Schneider agrees, citing Spider-Man for the PS1 as another example of a superhero game that succeeded by crafting a brand new story that respects the source material without adapting a specific comic book or movie story. "It's not about hitting the movie date or some arbitrary date-it was giving the game the time it needs to be successful and really just concentrating on the quality of it," he says.
Much like Blade or X-Men made the superhero film a legitimate genre, Schneider believes that Arkham Asylum did the same thing for superhero games. According to Schneider, it's no longer acceptable to simply put out a bad - or even mediocre - movie tie-in game. "Those days where publishers could do stuff like that and make money from it, it's just not the same ... [Only] the really high-quality games with mass market appeal are making money. That whole middle layer, where there were movie games or cash-ins-that market is gone."

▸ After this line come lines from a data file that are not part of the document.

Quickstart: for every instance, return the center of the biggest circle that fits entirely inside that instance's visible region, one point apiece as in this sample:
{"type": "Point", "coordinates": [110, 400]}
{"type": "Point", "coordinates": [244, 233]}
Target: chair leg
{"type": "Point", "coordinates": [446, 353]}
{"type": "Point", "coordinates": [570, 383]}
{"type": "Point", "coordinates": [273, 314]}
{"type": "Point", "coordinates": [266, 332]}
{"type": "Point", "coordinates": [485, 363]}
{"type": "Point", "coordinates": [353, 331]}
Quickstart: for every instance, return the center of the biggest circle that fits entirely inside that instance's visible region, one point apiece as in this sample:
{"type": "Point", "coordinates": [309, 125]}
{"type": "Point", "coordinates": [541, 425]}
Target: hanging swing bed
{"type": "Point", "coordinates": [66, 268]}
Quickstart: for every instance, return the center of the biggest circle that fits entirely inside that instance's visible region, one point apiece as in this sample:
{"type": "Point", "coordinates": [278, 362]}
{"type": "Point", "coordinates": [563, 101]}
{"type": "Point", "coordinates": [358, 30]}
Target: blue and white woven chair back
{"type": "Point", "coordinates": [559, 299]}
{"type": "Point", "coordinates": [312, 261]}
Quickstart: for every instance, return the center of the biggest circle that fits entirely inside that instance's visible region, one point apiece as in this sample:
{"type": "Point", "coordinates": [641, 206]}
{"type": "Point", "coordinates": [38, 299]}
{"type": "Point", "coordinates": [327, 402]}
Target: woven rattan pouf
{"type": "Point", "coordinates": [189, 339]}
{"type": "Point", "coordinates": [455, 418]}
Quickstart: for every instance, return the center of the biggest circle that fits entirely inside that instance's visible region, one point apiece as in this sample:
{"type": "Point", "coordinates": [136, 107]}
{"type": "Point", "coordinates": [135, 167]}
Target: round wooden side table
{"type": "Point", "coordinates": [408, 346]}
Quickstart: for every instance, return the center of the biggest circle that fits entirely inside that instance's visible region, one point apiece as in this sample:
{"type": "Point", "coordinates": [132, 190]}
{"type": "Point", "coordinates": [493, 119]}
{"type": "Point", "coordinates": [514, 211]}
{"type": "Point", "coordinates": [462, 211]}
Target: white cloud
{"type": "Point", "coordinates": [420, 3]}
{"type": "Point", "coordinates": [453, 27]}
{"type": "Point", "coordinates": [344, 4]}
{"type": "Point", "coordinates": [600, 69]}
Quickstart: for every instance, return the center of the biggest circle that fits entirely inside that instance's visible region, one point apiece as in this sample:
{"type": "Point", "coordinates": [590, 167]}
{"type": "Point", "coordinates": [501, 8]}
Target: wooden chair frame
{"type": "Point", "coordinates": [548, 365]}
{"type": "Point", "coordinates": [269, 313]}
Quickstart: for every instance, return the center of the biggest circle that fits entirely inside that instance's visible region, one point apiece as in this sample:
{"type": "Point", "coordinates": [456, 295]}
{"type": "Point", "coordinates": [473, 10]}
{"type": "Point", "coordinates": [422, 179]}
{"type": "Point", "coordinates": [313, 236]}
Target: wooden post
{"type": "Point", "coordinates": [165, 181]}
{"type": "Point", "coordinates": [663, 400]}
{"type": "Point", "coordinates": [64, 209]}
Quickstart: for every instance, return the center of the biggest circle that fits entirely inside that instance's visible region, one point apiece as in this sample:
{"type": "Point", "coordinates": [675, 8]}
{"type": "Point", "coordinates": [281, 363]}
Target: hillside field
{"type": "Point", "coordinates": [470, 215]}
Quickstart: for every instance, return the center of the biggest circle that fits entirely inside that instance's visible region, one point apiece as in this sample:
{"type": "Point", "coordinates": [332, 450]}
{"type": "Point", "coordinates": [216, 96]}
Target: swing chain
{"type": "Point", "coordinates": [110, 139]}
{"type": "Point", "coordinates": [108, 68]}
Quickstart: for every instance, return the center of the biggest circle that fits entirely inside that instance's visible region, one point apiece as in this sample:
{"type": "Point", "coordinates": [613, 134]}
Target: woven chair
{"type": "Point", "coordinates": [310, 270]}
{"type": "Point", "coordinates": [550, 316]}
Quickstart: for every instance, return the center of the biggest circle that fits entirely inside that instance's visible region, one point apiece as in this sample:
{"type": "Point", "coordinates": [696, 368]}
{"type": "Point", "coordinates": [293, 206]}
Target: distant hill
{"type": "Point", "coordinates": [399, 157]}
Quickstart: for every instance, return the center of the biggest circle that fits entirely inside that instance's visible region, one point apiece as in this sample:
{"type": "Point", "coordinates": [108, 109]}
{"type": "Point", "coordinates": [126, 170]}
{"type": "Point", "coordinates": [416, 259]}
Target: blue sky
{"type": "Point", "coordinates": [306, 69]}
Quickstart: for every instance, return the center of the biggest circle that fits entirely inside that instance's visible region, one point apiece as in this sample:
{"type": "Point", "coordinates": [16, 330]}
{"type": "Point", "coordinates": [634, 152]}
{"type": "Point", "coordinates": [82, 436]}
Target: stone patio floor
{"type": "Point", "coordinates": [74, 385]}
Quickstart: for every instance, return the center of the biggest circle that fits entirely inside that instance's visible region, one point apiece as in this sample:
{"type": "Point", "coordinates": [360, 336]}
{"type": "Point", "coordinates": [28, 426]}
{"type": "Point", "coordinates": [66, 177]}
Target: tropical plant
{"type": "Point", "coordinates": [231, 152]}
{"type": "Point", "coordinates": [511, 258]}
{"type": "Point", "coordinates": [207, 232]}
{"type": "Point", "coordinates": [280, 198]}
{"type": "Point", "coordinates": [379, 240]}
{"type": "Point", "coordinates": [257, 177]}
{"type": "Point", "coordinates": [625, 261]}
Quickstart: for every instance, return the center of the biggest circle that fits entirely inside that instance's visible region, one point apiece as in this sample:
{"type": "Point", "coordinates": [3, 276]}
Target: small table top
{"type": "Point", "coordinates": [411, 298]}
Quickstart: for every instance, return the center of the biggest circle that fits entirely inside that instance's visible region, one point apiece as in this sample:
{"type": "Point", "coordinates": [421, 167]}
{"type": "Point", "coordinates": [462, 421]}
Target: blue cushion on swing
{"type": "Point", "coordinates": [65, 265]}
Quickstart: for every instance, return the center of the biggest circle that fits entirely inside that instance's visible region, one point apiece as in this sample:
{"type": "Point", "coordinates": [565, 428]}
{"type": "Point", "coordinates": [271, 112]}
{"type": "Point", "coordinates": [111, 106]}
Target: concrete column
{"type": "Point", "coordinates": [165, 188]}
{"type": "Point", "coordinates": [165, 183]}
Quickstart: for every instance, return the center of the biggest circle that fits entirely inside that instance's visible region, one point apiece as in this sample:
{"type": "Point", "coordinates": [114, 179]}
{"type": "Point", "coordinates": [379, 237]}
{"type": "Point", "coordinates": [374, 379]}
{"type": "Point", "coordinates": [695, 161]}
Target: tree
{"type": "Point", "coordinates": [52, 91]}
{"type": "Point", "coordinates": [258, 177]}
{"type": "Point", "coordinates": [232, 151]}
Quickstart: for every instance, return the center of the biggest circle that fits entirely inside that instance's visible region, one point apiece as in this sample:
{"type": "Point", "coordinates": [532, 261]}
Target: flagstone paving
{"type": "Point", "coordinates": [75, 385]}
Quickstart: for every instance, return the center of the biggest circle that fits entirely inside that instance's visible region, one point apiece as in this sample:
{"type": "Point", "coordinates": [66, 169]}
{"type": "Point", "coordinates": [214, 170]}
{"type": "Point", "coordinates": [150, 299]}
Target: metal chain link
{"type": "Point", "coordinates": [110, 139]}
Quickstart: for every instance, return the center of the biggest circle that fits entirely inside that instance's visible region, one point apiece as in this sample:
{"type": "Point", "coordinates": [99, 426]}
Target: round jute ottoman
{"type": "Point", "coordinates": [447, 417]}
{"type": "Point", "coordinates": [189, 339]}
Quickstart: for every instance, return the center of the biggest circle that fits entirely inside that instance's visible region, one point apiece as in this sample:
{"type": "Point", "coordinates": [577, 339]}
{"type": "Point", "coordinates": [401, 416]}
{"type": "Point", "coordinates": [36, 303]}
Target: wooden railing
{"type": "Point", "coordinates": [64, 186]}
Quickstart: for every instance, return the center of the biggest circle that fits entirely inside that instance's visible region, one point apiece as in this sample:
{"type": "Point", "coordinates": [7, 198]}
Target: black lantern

While it's true that movie tie-in games rarely make the same kind of money as a Gears of War or an Uncharted, they also cost much less and have much shorter development cycles. Superhero movie games don't have to be big hits, or even very good, in order to be profitable. However, with DC's biggest properties in the hands of a studio using Arkham Asylum as a template, there's a very real chance for a superhero games to shine. Ten years ago, superhero movies went from being schlocky disasters to one of the most popular genres in the medium. Ten years from now, will the same be true of superhero games?